The Board of Directors has established a number of committees, details of which are set out on page 94 of
the Annual Report.
Directors’ independence
The Board regards all of the directors as independent and that no one individual or one grouping exerts
an undue influence on others. All directors have access to the advice and services of the Company Secretary
and the Board has established a procedure whereby directors wishing to obtain advice in the furtherance of
their duties may take independent professional advice at the Company’s expense.
The Board has considered Mr. Kyran McLaughlin's independence given his role as Deputy Chairman and
Head of Capital Markets at Davy Stockbrokers. Davy Stockbrokers are one of Ryanair's corporate brokers and
provide corporate advisory services to Ryanair from time to time. The Board has considered the fees paid to
Davy Stockbrokers for these services and believe that they are immaterial to both Ryanair and Davy
Stockbrokers given the size of each organisation's business operations and financial results. Having
considered this relationship, the Board has concluded that Mr. McLaughlin continues to be an independent
non-executive director within the spirit and meaning of the Combined Code Rules.
The Board has also considered the independence of Mr. David Bonderman given his shareholding in
Ryanair Holdings plc. As at March, 31 2009, Mr. David Bonderman had a shareholding in the Company of
14,117,360 ordinary shares, equivalent to 0.96% of the issued share capital. Having considered this
shareholding in light of the number of issued shares in Ryanair Holdings plc and the financial interest of the
director, the Board has concluded that the interest is not so material as to breach the spirit of the independence
rule contained in the Combined Code.
The Board has further considered the independence of Mr. David Bonderman and Mr. James Osborne as
they have each served more than 9 years on the Board. The Board considers that each of these directors is
independent as each has other significant commercial and professional commitments and each brings his own
level of senior experience gained in their fields of international business and professional practice. For these
reasons, and also because each director’s independence is considered annually by the Board, the Board
considers it appropriate that these directors have not been offered for annual re-election as is recommended by
the Combined Code.
New non-executive directors are encouraged to meet the executive director and senior management for
briefing on the Company’s developments and plans. Directors can only be appointed following selection by
the Nomination Committee and approval by the Board and by the shareholders at the Annual General Meeting.
Ryanair’s Articles of Association require that all of the directors retire and offer themselves for re-
election within a three-year period.

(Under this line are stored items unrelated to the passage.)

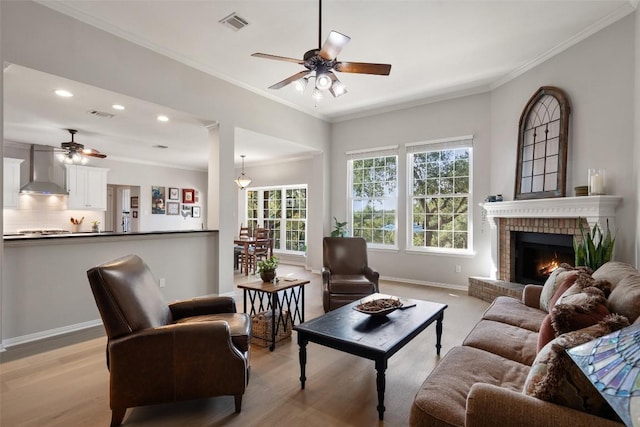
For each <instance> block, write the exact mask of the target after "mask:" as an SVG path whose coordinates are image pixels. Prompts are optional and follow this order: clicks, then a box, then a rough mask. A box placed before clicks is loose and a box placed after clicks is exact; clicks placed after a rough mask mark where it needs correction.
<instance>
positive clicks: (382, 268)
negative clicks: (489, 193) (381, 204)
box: [327, 94, 491, 286]
mask: <svg viewBox="0 0 640 427" xmlns="http://www.w3.org/2000/svg"><path fill="white" fill-rule="evenodd" d="M490 107H491V105H490V97H489V95H488V94H480V95H474V96H468V97H464V98H458V99H452V100H448V101H443V102H438V103H434V104H428V105H423V106H419V107H414V108H410V109H405V110H400V111H394V112H391V113H386V114H380V115H376V116H372V117H366V118H361V119H356V120H349V121H345V122H341V123H336V124H335V125H334V128H333V142H332V144H333V150H332V153H331V165H332V168H331V175H330V180H331V192H330V194H331V217H333V216H335V217H336V218H338V220H345V218H346V215H347V206H346V204H347V168H346V165H347V156H346V154H345V152H347V151H351V150H359V149H369V148H375V147H386V146H391V145H399V146H400V147H399V148H400V150H399V158H398V174H399V176H398V181H399V183H398V193H399V194H400V195H402V194H406V182H407V178H406V176H407V175H406V174H407V167H406V151H405V149H404V144H406V143H411V142H419V141H428V140H433V139H440V138H449V137H456V136H464V135H473V136H474V141H473V156H474V165H475V166H474V168H475V169H474V173H473V192H474V194H475V195H476V196H475V199H473V200H472V203H471V209H472V215H473V219H474V224H476V227H475V228H474V230H473V239H474V242H475V244H474V251H475V253H476V255H475V256H440V255H433V254H430V255H428V254H424V253H420V254H417V253H415V252H414V253H410V252H406V250H405V249H406V239H407V236H406V233H405V232H404V227H405V225H406V222H407V206H406V205H405V202H406V198H404V197H402V196H401V197H400V199H399V206H398V233H397V240H398V242H397V243H398V246H399V249H398V250H397V251H376V250H370V253H369V264H371V265H373V266H374V267H376V268H377V269H378V271H379V272H380V275H381V276H383V277H387V278H398V279H402V280H405V281H411V282H415V283H424V282H438V283H449V284H456V285H459V286H466V284H467V277H468V276H474V275H482V274H485V273H486V271H487V270H486V265H487V264H488V263H489V262H490V256H489V255H490V250H489V246H488V240H487V239H486V238H484V237H483V236H484V234H486V235H487V236H488V226H487V227H486V229H482V228H481V227H479V225H480V218H481V216H480V209H479V208H478V207H477V203H478V202H480V201H482V200H483V199H484V197H485V196H486V195H487V194H488V193H489V175H488V173H487V171H488V168H489V167H490V164H491V162H490V146H491V139H490V138H491V132H490V128H489V123H490V121H489V117H490V116H489V114H490ZM347 220H348V219H347ZM327 231H328V230H327ZM483 233H484V234H483ZM327 234H328V233H327ZM456 265H460V266H461V272H460V273H456V272H455V269H456Z"/></svg>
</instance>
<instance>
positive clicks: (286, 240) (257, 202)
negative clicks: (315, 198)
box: [245, 185, 307, 254]
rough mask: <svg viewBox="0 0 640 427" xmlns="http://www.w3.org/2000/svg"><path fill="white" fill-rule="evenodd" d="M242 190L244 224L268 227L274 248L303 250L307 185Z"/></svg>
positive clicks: (288, 250)
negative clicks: (243, 203) (244, 213)
mask: <svg viewBox="0 0 640 427" xmlns="http://www.w3.org/2000/svg"><path fill="white" fill-rule="evenodd" d="M246 193H247V194H246V201H247V212H246V216H245V218H246V223H247V226H248V227H251V228H256V227H259V226H260V225H262V226H263V227H264V228H268V229H269V231H270V234H271V238H273V241H274V245H273V248H274V250H280V251H283V252H293V253H300V254H303V253H305V251H306V248H307V186H306V185H295V186H282V187H263V188H252V189H251V190H247V192H246ZM283 230H284V232H283Z"/></svg>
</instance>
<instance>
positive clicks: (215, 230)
mask: <svg viewBox="0 0 640 427" xmlns="http://www.w3.org/2000/svg"><path fill="white" fill-rule="evenodd" d="M203 233H204V234H206V233H217V230H168V231H139V232H129V233H116V232H110V231H105V232H100V233H92V232H80V233H63V234H46V235H41V234H22V233H7V234H5V235H4V236H3V240H4V244H5V246H21V245H22V244H38V245H40V244H50V243H51V244H58V243H65V242H70V241H73V242H74V243H79V240H78V239H81V240H85V239H86V240H92V241H93V240H95V239H107V240H114V239H118V240H120V239H135V238H159V237H162V238H166V237H171V235H179V236H181V237H186V236H184V235H189V234H193V235H201V234H203Z"/></svg>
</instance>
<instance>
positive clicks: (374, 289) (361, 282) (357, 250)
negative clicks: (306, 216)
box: [322, 237, 380, 313]
mask: <svg viewBox="0 0 640 427" xmlns="http://www.w3.org/2000/svg"><path fill="white" fill-rule="evenodd" d="M322 247H323V256H322V260H323V264H324V266H323V267H322V305H323V306H324V311H325V313H326V312H328V311H331V310H335V309H336V308H338V307H342V306H343V305H346V304H349V303H351V302H353V301H356V300H358V299H360V298H363V297H366V296H367V295H371V294H373V293H376V292H378V279H379V278H380V274H379V273H378V272H377V271H375V270H374V269H373V268H371V267H369V265H368V262H367V242H366V240H364V239H363V238H361V237H325V238H324V239H323V241H322Z"/></svg>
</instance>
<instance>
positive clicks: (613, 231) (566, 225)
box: [481, 196, 622, 283]
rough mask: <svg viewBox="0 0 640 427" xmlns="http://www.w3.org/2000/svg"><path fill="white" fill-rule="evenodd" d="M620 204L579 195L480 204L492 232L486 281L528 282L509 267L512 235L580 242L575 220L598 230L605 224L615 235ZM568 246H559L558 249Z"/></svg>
mask: <svg viewBox="0 0 640 427" xmlns="http://www.w3.org/2000/svg"><path fill="white" fill-rule="evenodd" d="M621 201H622V198H621V197H618V196H583V197H557V198H550V199H533V200H514V201H504V202H490V203H482V204H481V206H482V208H483V209H484V210H485V211H486V219H487V221H488V223H489V225H490V227H491V231H492V233H494V234H493V236H492V238H491V260H492V264H493V265H492V271H491V272H490V273H491V274H490V275H489V278H490V279H497V280H501V281H506V282H516V283H531V282H530V281H528V280H527V281H524V282H523V281H522V279H518V280H516V277H515V268H514V265H513V262H514V259H515V251H516V249H515V244H514V240H515V239H514V238H513V236H512V234H513V233H514V232H529V233H544V234H545V235H547V236H546V237H548V235H552V234H563V235H567V236H568V237H567V238H566V239H570V240H572V239H573V238H574V237H575V238H577V239H578V240H579V241H580V240H581V236H580V230H579V228H578V219H579V218H582V221H583V225H584V226H585V227H589V228H592V227H593V226H594V225H595V224H598V225H599V226H600V229H605V228H606V226H607V221H608V223H609V226H610V228H611V231H612V232H613V233H615V230H616V225H615V220H616V215H615V212H616V209H617V207H618V205H619V204H620V202H621ZM567 242H569V240H567ZM570 244H571V243H565V244H562V243H561V244H560V246H562V245H570ZM567 261H569V263H571V264H573V262H574V257H573V256H569V257H568V258H567ZM540 281H541V280H540Z"/></svg>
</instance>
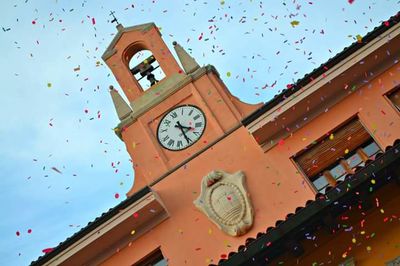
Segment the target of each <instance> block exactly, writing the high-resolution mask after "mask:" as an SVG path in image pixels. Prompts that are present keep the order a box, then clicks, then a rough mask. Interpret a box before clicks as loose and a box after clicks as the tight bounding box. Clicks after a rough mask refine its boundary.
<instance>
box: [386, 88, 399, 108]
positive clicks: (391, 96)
mask: <svg viewBox="0 0 400 266" xmlns="http://www.w3.org/2000/svg"><path fill="white" fill-rule="evenodd" d="M387 97H388V98H389V100H390V101H391V102H392V103H393V105H394V107H396V109H397V110H398V111H400V87H397V88H396V89H395V90H394V91H392V92H390V93H389V94H388V96H387Z"/></svg>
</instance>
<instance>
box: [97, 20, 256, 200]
mask: <svg viewBox="0 0 400 266" xmlns="http://www.w3.org/2000/svg"><path fill="white" fill-rule="evenodd" d="M117 30H118V32H117V34H116V36H115V37H114V39H113V40H112V42H111V44H110V45H109V47H108V48H107V49H106V51H105V52H104V54H103V56H102V58H103V60H104V61H105V62H106V64H107V65H108V67H109V68H110V69H111V71H112V72H113V74H114V76H115V77H116V79H117V81H118V83H119V86H120V87H121V89H122V92H123V93H124V94H125V95H126V97H127V99H128V103H127V102H125V101H124V99H123V98H122V97H121V95H120V94H119V92H118V91H117V90H116V89H114V87H113V86H110V93H111V97H112V100H113V103H114V106H115V108H116V111H117V114H118V117H119V119H120V123H119V124H118V126H117V127H116V128H115V132H116V134H117V135H118V136H119V137H120V138H121V140H122V141H124V142H125V145H126V148H127V151H128V153H129V154H130V156H131V158H132V162H133V167H134V169H135V181H134V185H133V186H132V189H131V190H130V191H129V192H128V196H130V195H132V194H133V193H134V192H135V191H137V190H138V189H140V188H142V187H143V186H145V185H150V186H151V185H152V184H154V183H155V182H158V181H160V180H161V179H164V178H165V177H167V176H168V175H169V174H170V173H171V172H173V171H175V170H176V169H178V168H179V167H184V166H185V164H186V163H187V162H189V161H190V160H195V159H196V156H197V155H198V154H200V153H203V152H205V151H206V150H207V149H210V148H212V145H213V143H216V142H217V141H218V140H219V139H221V138H222V137H224V136H226V135H227V134H229V133H230V132H232V130H234V129H235V128H237V127H239V126H241V120H242V119H243V118H244V117H246V116H247V115H249V114H250V113H251V112H253V111H254V110H255V109H257V108H258V107H260V106H261V103H260V104H257V105H250V104H246V103H243V102H241V101H240V100H239V99H238V98H236V97H234V96H233V95H232V94H230V92H229V90H228V89H227V88H226V86H225V85H224V83H223V82H222V80H221V79H220V77H219V74H218V72H217V70H216V69H215V68H214V67H213V66H211V65H206V66H204V67H200V66H199V64H198V63H197V62H196V60H195V59H194V58H193V57H192V56H190V55H189V54H188V53H187V52H186V51H185V50H184V48H183V47H182V46H180V45H179V44H178V43H176V42H174V43H173V47H174V50H175V53H176V55H177V57H178V59H179V63H180V65H181V66H182V68H181V67H180V66H179V64H178V62H177V61H176V59H175V57H174V56H173V55H172V53H171V51H170V50H169V49H168V47H167V45H166V44H165V43H164V41H163V39H162V38H161V33H160V31H159V29H158V28H157V27H156V25H155V24H154V23H147V24H142V25H137V26H133V27H128V28H125V27H123V26H122V25H121V24H118V25H117ZM138 59H139V60H138ZM135 60H136V61H137V62H134V63H133V64H132V62H133V61H135Z"/></svg>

One third (rounded up to the next whole number if it is a fractional
number) of the directors (being the directors who have been longest in office) will retire by rotation and be
eligible for re-election at every Annual General Meeting. Accordingly Mr. Michael Horgan, Mr. Kyran
McLaughlin and Mr. Paolo Pietrogrande will be retiring, and being eligible will offer themselves for re-
election at the AGM on September 24, 2009.
In accordance with the recommendations of the Combined Code, Mr. Kyran McLaughlin is Chairman of
the Audit Committee and Mr. James Osborne, the senior non-executive director, is Chairman of the
Remuneration Committee.
Directors’ and senior executives’ remuneration
The Company’s policy on senior executive remuneration is to reward its executives competitively,
having regard to the comparative marketplace in Ireland and the United Kingdom, in order to ensure that they
are properly motivated to perform in the best interests of the shareholders. Details of total remuneration paid
to senior key management (defined as the executive team reporting to the Board of Directors) is set out in
Note 26 on page 176 of the consolidated financial statements.